|Linda Nichols: Handyman|
Press (Hardback), ISBN 0-385-33437-0
Maggie Ivey needs more repair than the seedy apartment she lives in. Who better to reconstruct her life than Jake Cooper, half-owner of Cooper-Jackson Construction and General Contractors? After all, the company motto reads, "Let us turn your dream into reality." And Handyman Jake certainly wants to do just that after Maggie walks into his life. He can't let her go -- or tell her the truth.
Dr. Jason Golding, pop psychologist extraordinaire, hired Jake and his partner, Ethelda Jackson, to remodel his office. Meanwhile, Maggie's friend Gina gave her 21 days of therapy from Dr. Golding. When the sobbing, distraught Maggie arrives for the first session of Dr. Golding's famous 21-Day Overhaul, behind the doctor's desk sits a quiet, handsome man who listens to her woes and never reveals his name. Maggie assumes the laconic man listening to her is Dr. Golding. Jake doesn't disagree. How can he? One session and this sweet, troubled woman puts a lock on his heart.
And troubled she is -- in fact, too troubled, too needy, too downtrodden. Nichols pours tragedy in Maggie's life thicker than concrete.
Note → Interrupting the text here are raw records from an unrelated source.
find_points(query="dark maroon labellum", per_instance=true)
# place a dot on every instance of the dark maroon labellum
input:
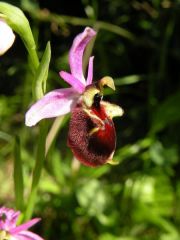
(91, 136)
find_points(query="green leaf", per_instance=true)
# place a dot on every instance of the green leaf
(18, 176)
(20, 24)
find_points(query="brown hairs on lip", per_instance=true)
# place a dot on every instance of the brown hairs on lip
(91, 148)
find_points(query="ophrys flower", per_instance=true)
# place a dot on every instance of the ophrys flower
(92, 136)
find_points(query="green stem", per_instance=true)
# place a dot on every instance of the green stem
(40, 157)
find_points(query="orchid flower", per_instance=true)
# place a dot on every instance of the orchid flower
(7, 37)
(91, 136)
(61, 101)
(9, 230)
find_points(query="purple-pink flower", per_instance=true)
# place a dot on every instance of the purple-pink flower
(9, 230)
(62, 101)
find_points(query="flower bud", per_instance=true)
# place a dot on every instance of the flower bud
(7, 37)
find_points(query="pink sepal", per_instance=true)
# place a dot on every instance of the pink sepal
(24, 226)
(53, 104)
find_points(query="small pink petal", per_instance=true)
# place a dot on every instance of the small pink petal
(24, 226)
(53, 104)
(27, 235)
(90, 71)
(76, 53)
(7, 37)
(75, 83)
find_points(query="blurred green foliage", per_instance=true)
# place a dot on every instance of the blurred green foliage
(138, 45)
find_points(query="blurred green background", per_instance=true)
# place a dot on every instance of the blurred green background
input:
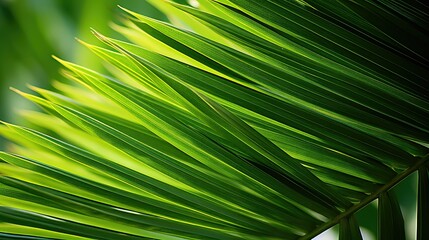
(33, 30)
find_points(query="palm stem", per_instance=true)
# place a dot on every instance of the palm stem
(367, 200)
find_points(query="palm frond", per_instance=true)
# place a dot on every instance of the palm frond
(243, 120)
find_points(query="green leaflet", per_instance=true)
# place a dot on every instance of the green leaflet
(349, 229)
(228, 123)
(390, 220)
(422, 207)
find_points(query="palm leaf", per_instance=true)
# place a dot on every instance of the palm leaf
(242, 120)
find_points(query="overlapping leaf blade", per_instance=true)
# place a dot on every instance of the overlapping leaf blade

Maggie, a single parent, suffers from no money, works for a boss who sexually harasses her at every opportunity and keeps her in employment limbo in the Temp Help pool. Her sickly five-year-old son needs ear surgery. Her mother wants her to move back home to Georgia. And Maggie lives in a worn-down apartment building on the wrong side of the San Francisco Bay. Will 21 days even begin to fix Maggie's problems?
While Jake builds a new Maggie, others draw up plans to tear her down. When Gina learns that Maggie's 21-Day Overhaul involves more than the routine one-hour sessions, she becomes suspicious. Jake's narcissistic ex-girlfriend Lindsay schemes to rekindle their romance, but Jake doesn't want her back. Besides, impersonating Dr. Golding keeps Jake too busy. Just how far can he ethically push the patient-doctor relationship?
Every time Dr. Golding enters the scene, Nichols's sharp wit and satirical tone prevail. At the zenith of his career, about to deliver a paper to a prestigious group of his peers who previously scorned his celebrity success, Dr. Golding suffers a heart attack. Stuck in a New York hospital, Golding plots new ways to scam money from his unsuspecting, gullible patients. You can't help but cheer his inventiveness, if nothing else.
But the not-so-good doctor pushes his feel-good books as much as he ignores his patients. How long before Maggie buys one and looks at the picture on the book jacket?
Although Handyman offers some entertaining moments, an overabundance of exposition slows the narrative pace. Nichols misses opportunities for her characters to interact. Nichols "tells" too much of the book when she should let her characters do the talking. But perhaps we shouldn't expect first books to operate like Cooper-Jackson Construction and General Contractors and turn our dream into reality.